The main threat from debris
The main threat from debris is the so-called Kessler syndrome (Kessler and Cour-Palais, 1978), meaning an incident where debris particles start to collide at a larger frequency, generating more particles while the total mass would stay unchanged. This could lead to an exponential increase in particles, forming a debris cloud around the Earth and making space unusable for satellites. The scientific community does not agree on the possible infliction point for Kessler syndrome; however, Envisat’s collision has been named as one potential trigger.

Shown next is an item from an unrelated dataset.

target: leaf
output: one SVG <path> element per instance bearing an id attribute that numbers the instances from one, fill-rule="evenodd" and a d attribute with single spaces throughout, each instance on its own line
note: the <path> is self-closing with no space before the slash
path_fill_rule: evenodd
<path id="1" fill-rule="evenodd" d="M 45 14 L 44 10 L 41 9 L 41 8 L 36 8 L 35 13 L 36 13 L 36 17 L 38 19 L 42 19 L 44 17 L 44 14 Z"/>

Often in relation to debris, international agreements or binding legislation are called for to regulate the use of space (e.g., Palmroth et al, 2021a). Internationally, only non-binding agreements exist. To launch a satellite, one must obtain a licence from the country where the satellite is registered, and these licences are granted under binding regulation that stipulates, for example, the risks posed to other satellites. Lately, the European Union, for example, has launched a ’space traffic management’ programme(8). However, agreeing on the approach takes time, meanwhile companies continue to launch satellites.
One option that companies are now looking at is the very low Earth orbit (VLEO), where atmospheric density is already high enough that satellite orbits decay naturally if fuel-based orbit maintenance is stopped. Launching to these orbits would keep the operating environment debris-free naturally. On the other hand, these altitudes are often called the “ignorosphere” (Palmroth et al 2021b), because it is hard to observe and predict. In the future, we may have tens of thousands of satellites in a region that the scientific community does not fully understand.
Space weather
Another environmental aspect that satellite operators must consider is space weather, i.e., the conditions in space which affect technological reliability or human health (e.g. Moldwin, 2022).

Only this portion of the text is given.